This is how some conservatives use terrorist attacks against America. They blame their political opponents. We have seen this movie before, in the run up to the war in Iraq. Back then, conservatives argued that anyone who opposed invading Iraq was equivalent to being soft of terror, and implicitly, an appeaser of Osama bin-Laden.

Their public extortion of a national tragedy — the September 11th, 2001 terrorist attacks — was used to partisan advantage to start a war whose rationale was deeply flawed and whose results were disastrous for our country.

It is happening again with the Benghazi attack. Now, some conservatives are using the Libya incident to characterize the President as weak and soft on terrorism.

In fact, many of those conservatives making these attacks were actually the ones who went weak on bin-Laden, preferring to ignore him in Afghanistan and Pakistan to go after terrorist phantoms in Iraq.
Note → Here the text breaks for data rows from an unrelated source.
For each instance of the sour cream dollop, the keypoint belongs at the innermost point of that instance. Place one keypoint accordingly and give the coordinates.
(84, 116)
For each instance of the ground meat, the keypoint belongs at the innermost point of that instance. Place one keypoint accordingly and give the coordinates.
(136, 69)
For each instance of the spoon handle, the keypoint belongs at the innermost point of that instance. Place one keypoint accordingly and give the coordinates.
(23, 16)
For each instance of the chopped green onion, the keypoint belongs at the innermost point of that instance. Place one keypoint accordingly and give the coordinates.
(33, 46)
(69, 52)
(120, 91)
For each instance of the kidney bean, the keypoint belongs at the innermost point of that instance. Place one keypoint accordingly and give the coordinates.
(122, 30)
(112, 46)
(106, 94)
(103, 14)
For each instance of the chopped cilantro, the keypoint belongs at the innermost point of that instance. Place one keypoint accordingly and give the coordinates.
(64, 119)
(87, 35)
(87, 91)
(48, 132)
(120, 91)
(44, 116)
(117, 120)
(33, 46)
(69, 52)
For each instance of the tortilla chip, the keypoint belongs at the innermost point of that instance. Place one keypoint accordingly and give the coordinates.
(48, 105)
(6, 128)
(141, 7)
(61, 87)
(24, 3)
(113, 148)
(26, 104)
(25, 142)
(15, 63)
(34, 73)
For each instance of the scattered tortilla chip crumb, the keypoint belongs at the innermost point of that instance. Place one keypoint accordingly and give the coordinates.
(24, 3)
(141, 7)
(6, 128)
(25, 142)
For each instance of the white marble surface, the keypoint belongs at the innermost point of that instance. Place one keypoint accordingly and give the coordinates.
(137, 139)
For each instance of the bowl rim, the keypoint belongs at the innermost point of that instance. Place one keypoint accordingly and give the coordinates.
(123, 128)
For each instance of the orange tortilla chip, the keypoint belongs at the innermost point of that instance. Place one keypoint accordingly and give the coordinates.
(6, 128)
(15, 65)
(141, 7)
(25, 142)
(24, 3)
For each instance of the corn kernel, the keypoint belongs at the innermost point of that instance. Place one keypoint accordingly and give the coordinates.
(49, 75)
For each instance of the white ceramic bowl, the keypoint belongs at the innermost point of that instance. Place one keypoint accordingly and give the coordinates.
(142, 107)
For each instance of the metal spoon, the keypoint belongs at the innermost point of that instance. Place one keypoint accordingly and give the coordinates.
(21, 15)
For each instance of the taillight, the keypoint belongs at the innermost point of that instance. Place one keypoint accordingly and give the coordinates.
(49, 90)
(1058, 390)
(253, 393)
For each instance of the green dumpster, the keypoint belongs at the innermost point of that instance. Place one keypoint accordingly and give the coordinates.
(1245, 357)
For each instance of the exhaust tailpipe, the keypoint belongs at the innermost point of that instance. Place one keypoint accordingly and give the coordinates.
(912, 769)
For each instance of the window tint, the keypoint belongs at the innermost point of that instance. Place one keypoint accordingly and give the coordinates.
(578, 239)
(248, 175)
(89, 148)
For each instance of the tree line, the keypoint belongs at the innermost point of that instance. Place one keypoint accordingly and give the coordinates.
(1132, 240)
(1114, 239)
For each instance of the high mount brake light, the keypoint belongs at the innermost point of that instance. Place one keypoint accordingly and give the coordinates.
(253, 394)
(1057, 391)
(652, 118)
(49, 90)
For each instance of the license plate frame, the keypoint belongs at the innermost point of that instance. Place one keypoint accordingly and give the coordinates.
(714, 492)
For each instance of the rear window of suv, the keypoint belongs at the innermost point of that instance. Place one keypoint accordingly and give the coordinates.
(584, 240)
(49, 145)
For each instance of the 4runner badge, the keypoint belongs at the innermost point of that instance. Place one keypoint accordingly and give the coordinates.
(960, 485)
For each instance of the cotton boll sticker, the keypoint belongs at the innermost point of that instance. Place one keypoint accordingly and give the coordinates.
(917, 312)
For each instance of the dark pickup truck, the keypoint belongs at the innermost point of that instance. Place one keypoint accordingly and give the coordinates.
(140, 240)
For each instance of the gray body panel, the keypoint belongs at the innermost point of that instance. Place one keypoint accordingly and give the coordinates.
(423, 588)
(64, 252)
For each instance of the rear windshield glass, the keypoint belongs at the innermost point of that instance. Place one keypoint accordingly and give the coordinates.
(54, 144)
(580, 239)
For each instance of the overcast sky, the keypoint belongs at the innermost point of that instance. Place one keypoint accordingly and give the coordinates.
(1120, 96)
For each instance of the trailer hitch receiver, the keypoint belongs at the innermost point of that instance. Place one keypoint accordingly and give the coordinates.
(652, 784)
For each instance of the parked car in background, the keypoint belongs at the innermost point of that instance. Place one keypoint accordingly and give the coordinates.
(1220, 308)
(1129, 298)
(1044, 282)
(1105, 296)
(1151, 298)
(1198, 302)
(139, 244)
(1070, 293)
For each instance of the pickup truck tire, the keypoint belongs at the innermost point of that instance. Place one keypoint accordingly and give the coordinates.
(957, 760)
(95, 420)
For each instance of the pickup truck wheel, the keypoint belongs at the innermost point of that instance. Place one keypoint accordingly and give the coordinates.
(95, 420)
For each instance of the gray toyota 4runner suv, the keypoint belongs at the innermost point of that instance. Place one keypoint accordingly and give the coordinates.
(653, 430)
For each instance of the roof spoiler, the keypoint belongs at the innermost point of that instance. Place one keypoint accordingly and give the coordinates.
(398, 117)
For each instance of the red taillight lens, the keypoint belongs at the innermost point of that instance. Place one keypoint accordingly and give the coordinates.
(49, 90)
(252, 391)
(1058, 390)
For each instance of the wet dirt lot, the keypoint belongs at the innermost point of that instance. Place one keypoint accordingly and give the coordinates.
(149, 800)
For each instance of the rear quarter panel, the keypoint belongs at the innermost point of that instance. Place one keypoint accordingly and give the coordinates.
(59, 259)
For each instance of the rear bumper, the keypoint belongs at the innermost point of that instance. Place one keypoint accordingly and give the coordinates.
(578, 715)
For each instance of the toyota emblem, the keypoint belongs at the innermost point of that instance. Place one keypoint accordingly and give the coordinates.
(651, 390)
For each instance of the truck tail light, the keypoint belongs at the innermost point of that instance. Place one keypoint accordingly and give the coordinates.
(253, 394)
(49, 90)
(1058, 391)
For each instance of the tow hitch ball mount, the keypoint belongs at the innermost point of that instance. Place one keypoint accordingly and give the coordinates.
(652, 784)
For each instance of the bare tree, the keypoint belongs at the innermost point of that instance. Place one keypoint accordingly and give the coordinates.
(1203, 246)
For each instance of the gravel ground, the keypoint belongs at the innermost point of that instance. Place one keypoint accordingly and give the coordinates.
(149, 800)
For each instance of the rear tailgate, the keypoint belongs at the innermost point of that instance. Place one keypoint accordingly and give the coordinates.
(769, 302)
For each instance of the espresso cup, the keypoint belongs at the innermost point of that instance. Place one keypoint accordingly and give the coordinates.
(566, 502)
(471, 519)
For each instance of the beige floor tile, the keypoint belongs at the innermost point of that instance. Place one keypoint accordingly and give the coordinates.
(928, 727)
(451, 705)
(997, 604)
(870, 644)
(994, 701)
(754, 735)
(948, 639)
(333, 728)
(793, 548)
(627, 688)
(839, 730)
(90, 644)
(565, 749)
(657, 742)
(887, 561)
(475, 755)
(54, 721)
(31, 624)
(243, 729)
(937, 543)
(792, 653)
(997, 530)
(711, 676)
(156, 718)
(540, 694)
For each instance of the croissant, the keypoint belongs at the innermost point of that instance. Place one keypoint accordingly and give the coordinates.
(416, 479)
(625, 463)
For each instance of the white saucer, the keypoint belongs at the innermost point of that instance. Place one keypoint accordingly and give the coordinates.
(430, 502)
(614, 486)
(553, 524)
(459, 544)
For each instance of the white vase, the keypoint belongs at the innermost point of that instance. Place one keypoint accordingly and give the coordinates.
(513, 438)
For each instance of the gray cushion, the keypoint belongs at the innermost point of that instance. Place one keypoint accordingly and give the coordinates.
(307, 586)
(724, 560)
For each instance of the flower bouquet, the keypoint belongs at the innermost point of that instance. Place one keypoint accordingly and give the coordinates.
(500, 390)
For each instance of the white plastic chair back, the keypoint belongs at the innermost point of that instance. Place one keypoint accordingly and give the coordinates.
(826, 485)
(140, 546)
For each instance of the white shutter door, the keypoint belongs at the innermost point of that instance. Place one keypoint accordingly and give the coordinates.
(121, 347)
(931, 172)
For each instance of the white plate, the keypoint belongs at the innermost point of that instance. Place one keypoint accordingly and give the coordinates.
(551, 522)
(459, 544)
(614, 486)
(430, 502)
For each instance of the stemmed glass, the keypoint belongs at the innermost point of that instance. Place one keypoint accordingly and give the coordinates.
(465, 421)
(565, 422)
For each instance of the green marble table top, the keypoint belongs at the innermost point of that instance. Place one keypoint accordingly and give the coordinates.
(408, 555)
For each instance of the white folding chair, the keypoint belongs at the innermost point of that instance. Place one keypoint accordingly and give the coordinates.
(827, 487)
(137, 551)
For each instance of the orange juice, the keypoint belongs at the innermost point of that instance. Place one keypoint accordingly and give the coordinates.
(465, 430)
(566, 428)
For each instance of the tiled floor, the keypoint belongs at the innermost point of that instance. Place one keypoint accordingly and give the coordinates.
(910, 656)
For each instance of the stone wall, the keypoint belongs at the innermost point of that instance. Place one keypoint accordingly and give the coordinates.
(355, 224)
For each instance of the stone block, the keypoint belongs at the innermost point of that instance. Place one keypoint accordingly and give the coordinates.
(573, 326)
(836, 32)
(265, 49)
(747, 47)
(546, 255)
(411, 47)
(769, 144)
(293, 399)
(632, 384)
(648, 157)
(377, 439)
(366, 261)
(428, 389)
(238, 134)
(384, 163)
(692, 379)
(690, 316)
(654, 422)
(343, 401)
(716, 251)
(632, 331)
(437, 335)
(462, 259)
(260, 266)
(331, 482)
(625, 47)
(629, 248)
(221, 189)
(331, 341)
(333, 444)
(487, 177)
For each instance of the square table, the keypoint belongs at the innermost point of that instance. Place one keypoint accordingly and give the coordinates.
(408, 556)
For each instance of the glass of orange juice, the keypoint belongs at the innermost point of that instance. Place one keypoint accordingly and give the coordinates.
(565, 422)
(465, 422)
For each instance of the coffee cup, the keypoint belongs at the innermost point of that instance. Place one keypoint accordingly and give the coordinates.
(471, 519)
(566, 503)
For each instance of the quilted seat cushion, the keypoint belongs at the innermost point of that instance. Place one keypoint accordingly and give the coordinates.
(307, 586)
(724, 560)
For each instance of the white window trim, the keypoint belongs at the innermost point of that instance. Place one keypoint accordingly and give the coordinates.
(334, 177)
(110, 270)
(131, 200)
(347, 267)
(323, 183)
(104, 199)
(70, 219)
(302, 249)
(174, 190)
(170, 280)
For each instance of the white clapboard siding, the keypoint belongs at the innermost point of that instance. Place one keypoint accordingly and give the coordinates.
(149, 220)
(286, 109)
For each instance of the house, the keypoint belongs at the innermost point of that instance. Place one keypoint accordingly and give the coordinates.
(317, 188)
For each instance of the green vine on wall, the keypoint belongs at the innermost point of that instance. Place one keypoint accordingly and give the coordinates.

Who would you trust then, to get the terrorists who killed these four patriotic Americans in Benghazi? The people who got bin-Laden or the people who forgot bin-Laden?

What this desperate political maneuvering demonstrates is a deep insecurity by conservatives about their national security credentials. Obama’s actual response to the riots in the Arab world last month demonstrates strength, not weakness. Obama worked with our allies in the Middle East to shut these riots down. This is not the unraveling of Obama’s Middle East policy; on the contrary, it’s the demonstration of its effectiveness. Facts like this matter.
And so the proverbial waters edge, where partisan politics do not to wade into foreign policy but instead stand in unity when terror strikes, has been violated. It’s a shame. Just after that first fateful September 11th tragedy 11 years ago, the country united when Democratic Senate Leader Tom Daschle embraced Republican President George W. Bush. Regretfully, this September 11th, conservative leaders viciously attacked the president during a time of national tragedy to the detriment of us all.